Q: The life of a writer can be lonely.

A: I’m naturally very gregarious. But I’m very happy not to see anyone till dinner time, then get out in the evening, see some friends, chat and relax. What does drive me potty is, for example, you go off to the country to write your book and you’re tied to your screen all day, there’s nowhere to go in the evening, you watch television on another screen and then in the morning there’s the word processor.

I wrote White Mughals in nine months and it was a total labour of dawn to dusk every day, which at times is a horrific thing. As the manuscript begins to gather volume, as you refine it and your friends make remarks about it, you take out the bad passages and see it all coming together, it’s a wonderful feeling. When you get the hardback in your hands for the first time and you see four years labour crystallised in one volume, that’s fabulous, you can’t ask for more.

Q: How closely do you work with an editor?

A: I’ve had the same editor at Harper Collins ever since I was in university when I wrote Xanadu. Most publishing today is very erratic in that editors are constantly being headhunted by rival publishing houses. Mike Fishwick, who is my editor, has been with Harper Collins as long as I have and we’ve slowly risen together.

Before I send anything to him my writing has already been through the mill of five or six friends. By the time it gets to Mike it hopefully doesn’t need any major surgery.

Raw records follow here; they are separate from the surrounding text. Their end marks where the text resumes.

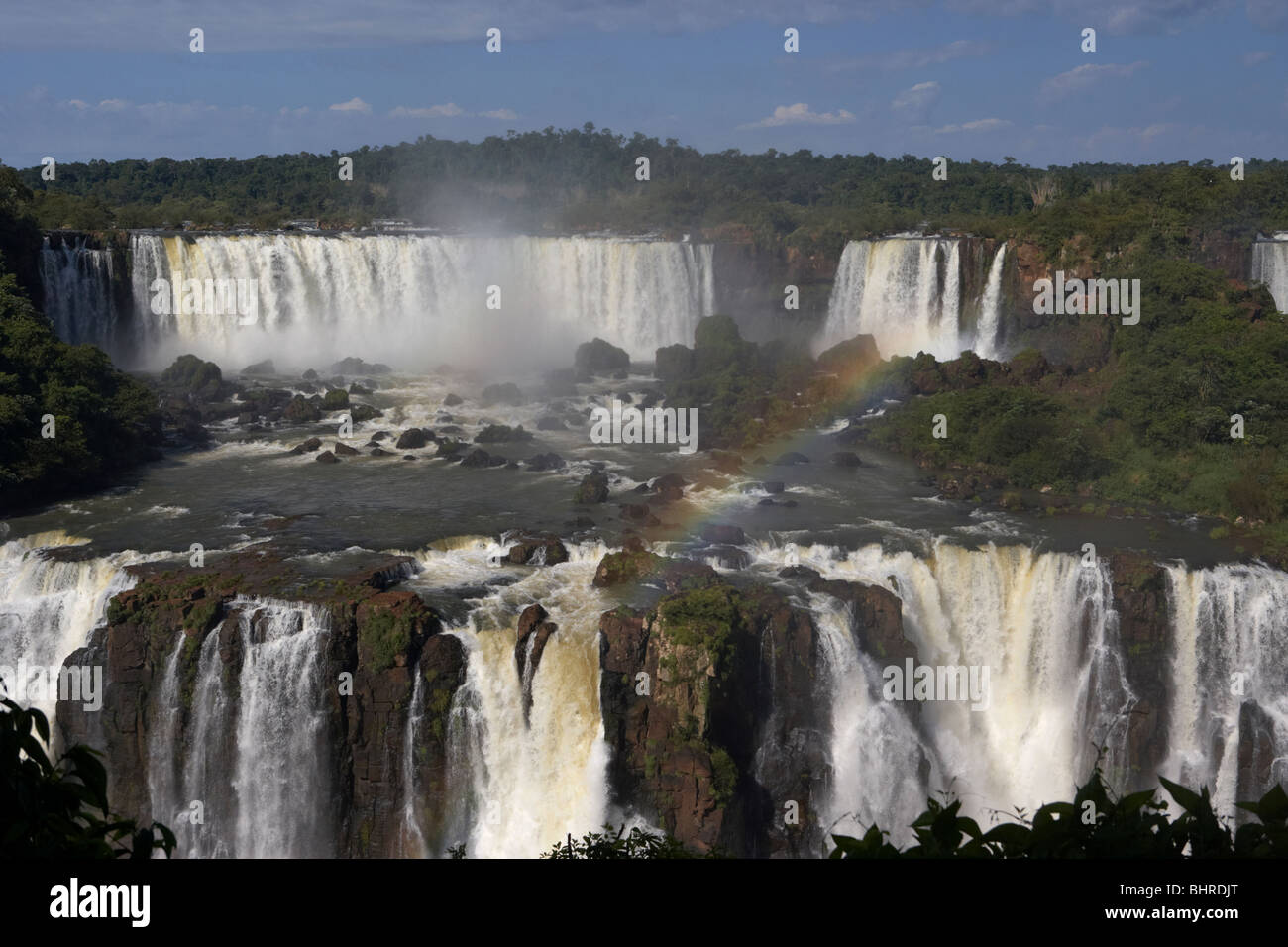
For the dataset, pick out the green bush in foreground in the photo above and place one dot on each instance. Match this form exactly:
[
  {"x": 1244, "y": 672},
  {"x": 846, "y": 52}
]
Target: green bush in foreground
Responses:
[{"x": 48, "y": 810}]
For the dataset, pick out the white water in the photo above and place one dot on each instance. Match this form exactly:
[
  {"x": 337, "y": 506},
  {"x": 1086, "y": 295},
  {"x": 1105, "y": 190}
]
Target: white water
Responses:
[
  {"x": 987, "y": 343},
  {"x": 48, "y": 607},
  {"x": 415, "y": 302},
  {"x": 1044, "y": 628},
  {"x": 258, "y": 764},
  {"x": 1270, "y": 266},
  {"x": 1228, "y": 620},
  {"x": 515, "y": 787},
  {"x": 907, "y": 292},
  {"x": 77, "y": 283}
]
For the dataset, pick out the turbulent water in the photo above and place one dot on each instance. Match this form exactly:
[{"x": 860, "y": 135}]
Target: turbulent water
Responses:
[
  {"x": 257, "y": 764},
  {"x": 1270, "y": 266},
  {"x": 77, "y": 285},
  {"x": 408, "y": 300},
  {"x": 909, "y": 292}
]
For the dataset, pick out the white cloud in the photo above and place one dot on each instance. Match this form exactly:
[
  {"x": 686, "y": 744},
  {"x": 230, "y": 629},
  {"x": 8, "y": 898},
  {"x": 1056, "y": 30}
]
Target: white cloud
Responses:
[
  {"x": 800, "y": 114},
  {"x": 914, "y": 58},
  {"x": 353, "y": 105},
  {"x": 447, "y": 111},
  {"x": 1085, "y": 77},
  {"x": 978, "y": 125},
  {"x": 913, "y": 103}
]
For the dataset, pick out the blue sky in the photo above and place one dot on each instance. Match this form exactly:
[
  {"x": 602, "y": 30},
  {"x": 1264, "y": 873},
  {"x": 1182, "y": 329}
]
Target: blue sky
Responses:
[{"x": 969, "y": 78}]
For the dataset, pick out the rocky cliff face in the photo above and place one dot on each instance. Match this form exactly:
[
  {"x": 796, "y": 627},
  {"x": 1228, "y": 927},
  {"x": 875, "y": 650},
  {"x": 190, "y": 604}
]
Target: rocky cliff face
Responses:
[{"x": 376, "y": 643}]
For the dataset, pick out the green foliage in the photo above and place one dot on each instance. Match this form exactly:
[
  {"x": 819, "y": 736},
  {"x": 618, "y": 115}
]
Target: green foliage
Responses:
[
  {"x": 618, "y": 844},
  {"x": 60, "y": 810},
  {"x": 1095, "y": 825},
  {"x": 104, "y": 421}
]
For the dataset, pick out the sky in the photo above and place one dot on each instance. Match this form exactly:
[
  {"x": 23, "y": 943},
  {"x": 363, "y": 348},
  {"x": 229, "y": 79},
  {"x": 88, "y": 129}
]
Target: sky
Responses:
[{"x": 1170, "y": 80}]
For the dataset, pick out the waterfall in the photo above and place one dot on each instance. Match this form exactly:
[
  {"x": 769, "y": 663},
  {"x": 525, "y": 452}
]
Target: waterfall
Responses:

Q: White Mughals certainly breaks fresh ground.

A: It is the book I’m most proud of, it’s my favourite baby, it’s a grown-up book. I’m proud that it has got acceptance in South Asia. These are very sensitive themes, an Indian woman and a British man, but no one’s attacked it and it hasn’t got a bad review. It’s been a huge bestseller, the largest ever for Penguin in India after Vikram Seth and Arundhati Roy.

It covers the pre-colonial period in a non-colonised part of India. The British in Hyderabad at that stage were emissaries in an independent kingdom. This period is much more unfamiliar than the colonial period, and the fusion of cultures that went on is something that people haven’t written about. The British imperial historians were embarassed by it, nationalist historians weren’t interested in it, post-colonial historians didn’t know about it.

Nicest of all, the book has won the Wolfson history prize which is the top history prize in England. Every other winner is a professor of an academic history department, so the academics have given it their seal of approval.